La salle du Pannonica est en configuration assise ce mercredi 29 novembre pour accueillir Craig Taborn, le pianiste prodige. Comme attendu, un piano à queue noir – c’est le Yamaha habituel – trône crânement sur la scène, attendant son matador. Le public est nombreux et sirotant. À l’heure dite, Craig s’installe sobrement derrière le clavier. Vont suivre un enchaînement de six improvisations entrecoupées seulement par les gorgées d’eau que s’autorisera le soliste.
Durant les soixante-dix minutes que dureront le récital, il ne prononcera pas un mot, enfermé dans sa sphère pianistique, les yeux fermés, tout à l’écoute de son inspiration, malaxant et triturant ses compositions instantanées autant qu’éphémères, comme un sculpteur sa glaise. Il le confirmera à la fin du concert, affable et souriant (l’affrontement avec le piano terminé, il pouvait se détendre et recueillir les bouquets que lui tendaient ses afficionados) : son set du soir n’était qu’une suite d’improvisations.

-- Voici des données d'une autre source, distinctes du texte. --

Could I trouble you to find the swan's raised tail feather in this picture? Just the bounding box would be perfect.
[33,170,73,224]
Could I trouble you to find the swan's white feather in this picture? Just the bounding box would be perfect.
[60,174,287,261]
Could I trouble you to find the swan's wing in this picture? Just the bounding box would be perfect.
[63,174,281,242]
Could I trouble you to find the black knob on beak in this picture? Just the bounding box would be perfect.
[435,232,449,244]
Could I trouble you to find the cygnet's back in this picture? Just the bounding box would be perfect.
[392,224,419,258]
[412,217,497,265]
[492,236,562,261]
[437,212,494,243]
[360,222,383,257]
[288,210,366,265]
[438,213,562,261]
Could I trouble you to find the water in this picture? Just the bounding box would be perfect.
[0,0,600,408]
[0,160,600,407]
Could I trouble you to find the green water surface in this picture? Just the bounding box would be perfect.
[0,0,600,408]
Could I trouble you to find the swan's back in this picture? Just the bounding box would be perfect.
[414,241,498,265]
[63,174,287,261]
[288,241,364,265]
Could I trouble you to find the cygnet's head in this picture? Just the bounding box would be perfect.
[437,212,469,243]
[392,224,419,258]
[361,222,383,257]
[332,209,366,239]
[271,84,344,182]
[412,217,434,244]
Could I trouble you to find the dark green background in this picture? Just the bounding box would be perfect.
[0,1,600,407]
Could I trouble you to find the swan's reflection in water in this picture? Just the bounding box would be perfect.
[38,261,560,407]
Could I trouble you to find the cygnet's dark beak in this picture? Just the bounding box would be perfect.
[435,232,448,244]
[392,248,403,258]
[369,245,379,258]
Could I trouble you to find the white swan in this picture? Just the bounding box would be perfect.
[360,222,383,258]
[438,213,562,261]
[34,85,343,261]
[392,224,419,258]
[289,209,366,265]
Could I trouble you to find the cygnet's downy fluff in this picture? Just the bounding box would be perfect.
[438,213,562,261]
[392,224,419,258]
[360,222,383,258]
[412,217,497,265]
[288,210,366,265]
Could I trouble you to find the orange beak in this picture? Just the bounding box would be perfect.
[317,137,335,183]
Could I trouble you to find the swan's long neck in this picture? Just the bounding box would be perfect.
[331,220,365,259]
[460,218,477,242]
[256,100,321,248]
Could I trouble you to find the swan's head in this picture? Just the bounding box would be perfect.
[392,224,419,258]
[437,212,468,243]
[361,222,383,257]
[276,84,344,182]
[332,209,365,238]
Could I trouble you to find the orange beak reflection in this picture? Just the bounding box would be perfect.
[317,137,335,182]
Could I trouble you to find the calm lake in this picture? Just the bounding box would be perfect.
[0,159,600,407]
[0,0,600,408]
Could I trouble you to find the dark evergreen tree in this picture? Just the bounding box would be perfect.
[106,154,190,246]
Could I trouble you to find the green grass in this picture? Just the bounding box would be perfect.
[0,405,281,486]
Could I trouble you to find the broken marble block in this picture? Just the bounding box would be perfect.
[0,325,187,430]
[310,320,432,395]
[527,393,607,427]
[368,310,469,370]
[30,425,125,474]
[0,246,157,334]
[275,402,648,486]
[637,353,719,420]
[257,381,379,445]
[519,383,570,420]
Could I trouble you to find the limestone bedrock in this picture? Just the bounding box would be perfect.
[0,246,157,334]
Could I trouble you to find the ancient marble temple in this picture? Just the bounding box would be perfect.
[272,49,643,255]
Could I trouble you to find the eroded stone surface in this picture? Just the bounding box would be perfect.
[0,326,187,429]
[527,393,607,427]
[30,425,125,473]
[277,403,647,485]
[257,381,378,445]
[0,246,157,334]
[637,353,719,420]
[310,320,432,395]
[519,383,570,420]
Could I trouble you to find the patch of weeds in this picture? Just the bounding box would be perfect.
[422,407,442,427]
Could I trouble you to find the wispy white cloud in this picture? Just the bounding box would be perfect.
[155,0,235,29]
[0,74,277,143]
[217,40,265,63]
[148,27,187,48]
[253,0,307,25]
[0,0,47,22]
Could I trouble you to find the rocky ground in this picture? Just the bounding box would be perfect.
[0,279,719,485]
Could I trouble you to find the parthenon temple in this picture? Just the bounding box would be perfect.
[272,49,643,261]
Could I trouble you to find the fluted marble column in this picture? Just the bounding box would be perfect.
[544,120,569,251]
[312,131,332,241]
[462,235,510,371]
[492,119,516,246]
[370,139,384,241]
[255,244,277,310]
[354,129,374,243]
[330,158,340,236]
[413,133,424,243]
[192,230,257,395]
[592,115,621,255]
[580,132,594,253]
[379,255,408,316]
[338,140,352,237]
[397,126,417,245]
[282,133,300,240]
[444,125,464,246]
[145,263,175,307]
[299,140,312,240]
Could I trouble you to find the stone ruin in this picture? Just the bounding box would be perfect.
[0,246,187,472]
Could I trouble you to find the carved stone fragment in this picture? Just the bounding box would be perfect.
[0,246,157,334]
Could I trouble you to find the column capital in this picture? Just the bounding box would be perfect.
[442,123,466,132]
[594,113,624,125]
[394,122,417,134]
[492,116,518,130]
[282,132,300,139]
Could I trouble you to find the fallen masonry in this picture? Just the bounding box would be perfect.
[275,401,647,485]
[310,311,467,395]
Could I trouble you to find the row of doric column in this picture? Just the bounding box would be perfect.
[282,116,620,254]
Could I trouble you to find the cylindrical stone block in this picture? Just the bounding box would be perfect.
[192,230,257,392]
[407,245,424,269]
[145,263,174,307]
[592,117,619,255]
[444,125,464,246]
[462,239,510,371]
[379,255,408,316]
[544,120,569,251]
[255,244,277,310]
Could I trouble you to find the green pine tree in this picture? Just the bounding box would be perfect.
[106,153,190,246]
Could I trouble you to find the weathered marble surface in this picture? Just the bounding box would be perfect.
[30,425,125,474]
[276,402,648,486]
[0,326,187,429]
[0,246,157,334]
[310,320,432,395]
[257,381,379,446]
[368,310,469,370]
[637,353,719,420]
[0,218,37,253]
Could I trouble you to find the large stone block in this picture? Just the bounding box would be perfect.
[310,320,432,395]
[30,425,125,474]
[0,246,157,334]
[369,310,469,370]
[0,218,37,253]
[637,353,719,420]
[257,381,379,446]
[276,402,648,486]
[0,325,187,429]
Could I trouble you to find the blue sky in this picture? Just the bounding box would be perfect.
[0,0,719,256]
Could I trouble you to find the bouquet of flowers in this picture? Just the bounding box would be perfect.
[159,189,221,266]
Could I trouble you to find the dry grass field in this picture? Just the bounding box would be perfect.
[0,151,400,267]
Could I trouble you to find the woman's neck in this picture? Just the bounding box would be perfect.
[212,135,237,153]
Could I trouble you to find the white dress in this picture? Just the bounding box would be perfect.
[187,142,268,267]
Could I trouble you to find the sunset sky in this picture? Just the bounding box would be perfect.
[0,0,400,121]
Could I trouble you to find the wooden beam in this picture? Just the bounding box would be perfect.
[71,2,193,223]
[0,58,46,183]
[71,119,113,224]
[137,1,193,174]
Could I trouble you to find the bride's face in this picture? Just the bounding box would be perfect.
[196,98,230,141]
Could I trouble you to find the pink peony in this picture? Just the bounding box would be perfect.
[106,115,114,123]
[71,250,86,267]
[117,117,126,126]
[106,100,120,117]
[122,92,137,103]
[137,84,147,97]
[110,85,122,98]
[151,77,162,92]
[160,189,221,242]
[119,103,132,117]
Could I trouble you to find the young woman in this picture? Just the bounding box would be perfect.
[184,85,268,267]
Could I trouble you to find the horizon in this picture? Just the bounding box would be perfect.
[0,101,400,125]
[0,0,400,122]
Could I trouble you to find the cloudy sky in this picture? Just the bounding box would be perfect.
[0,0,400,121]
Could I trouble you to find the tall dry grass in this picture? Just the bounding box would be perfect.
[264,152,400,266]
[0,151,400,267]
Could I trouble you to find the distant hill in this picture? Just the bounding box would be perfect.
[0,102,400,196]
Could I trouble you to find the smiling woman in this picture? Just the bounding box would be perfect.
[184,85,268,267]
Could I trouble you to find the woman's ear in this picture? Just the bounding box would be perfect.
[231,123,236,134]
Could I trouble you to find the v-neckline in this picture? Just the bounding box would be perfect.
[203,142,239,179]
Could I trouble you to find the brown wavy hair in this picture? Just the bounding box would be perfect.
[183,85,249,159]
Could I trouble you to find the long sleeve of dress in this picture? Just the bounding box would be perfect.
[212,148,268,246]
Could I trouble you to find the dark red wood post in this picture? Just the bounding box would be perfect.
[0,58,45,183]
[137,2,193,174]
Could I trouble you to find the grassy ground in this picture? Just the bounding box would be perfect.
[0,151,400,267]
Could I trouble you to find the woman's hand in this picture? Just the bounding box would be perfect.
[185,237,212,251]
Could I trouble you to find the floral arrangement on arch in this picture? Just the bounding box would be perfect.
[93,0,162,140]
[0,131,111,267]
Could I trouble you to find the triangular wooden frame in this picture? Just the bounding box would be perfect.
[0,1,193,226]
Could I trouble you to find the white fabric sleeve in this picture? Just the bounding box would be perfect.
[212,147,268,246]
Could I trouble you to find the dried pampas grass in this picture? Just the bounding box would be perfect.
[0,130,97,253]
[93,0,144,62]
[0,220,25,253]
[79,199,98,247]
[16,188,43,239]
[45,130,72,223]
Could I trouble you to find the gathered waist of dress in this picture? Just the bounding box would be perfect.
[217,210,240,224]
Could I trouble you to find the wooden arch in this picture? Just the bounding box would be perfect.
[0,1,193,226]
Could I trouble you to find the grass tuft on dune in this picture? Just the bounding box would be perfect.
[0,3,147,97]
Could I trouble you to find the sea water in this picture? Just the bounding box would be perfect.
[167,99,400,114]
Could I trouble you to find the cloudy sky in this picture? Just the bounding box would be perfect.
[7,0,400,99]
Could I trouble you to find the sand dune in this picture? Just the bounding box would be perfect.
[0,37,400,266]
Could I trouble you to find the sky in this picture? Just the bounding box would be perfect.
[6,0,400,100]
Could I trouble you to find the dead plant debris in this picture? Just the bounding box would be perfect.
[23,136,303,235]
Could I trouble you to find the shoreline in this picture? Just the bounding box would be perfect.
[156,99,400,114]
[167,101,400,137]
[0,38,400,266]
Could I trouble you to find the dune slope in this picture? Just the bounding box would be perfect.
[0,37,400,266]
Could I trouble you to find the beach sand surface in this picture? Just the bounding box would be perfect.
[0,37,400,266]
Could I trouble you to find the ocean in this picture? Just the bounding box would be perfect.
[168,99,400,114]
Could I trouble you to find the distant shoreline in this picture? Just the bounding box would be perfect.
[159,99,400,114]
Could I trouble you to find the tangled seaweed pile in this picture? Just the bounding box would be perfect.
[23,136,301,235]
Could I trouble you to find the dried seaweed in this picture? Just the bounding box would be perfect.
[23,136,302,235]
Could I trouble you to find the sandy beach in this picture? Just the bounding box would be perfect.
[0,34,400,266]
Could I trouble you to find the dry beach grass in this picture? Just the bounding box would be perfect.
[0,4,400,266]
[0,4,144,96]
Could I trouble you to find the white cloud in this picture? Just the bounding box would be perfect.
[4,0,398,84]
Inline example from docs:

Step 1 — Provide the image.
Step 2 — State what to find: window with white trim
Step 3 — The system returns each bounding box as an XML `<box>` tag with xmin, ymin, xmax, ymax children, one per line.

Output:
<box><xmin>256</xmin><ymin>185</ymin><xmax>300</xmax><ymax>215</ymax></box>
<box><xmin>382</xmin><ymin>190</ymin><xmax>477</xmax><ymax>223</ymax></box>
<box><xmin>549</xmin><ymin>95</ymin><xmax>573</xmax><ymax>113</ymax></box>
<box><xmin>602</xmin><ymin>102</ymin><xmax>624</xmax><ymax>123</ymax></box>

Pénétrer l’univers du musicien n’est pas chose aisée ; il n’est guère question ici de douces mélodies pour amoureux transis au coin du feu, mais de trilles et de martèlements, de syncopes et de galops, d’intensité et de dissonance. Taborn crée des motifs qu’il répète à l’envi et qui évoluent subrepticement, variant les nuances : il creuse un sillon, ne s’arrête que lorsqu’il est arrivé au bout.
C’est un pianiste percussif. Il joue avec la caisse de résonance de son instrument, qu’il n’hésite pas à maltraiter, à martyriser même. Le Yamaha, tout carillonnant et vibrionnant à la fin du concert, s’en souviendra : il a fini blessé, une corde ayant lâché sur la fin, le virtuose intégrant cet incident dans le morceau qu’il jouait.
Mais le pianiste sait aussi faire preuve de douceur, il le prouvera en interprétant un blues (une broderie déstructurée autour du « Summertime » de Gerschwin ?) au mitan du concert, laissant ainsi le public attentif récupérer après les piques et les banderilles de la première phase (et notre ami de montrer l’étendue de son champ d’action). Ce répit ne durera guère, mais il permettra aux spectateur·rices de mieux appréhender son art et d’affronter la suite plus sereinement.
S’il est bien sage ce public, une femme, debout, les mains dans les poches amples de sa robe, danseuse immobile, vibrante, ondule aux mélodies déstructurées du chorégraphe impromptu qui occupe la scène, ajoutant à l’ambiance iconoclaste de la soirée. Les gens, ravis, en redemandent. Taborn, placide, cèdera à leur requête, pour un rappel. Toujours muet, il saluera les mains jointes, le visage en sueur, témoignant de l’intense concentration et de l’engagement total qui a précédé.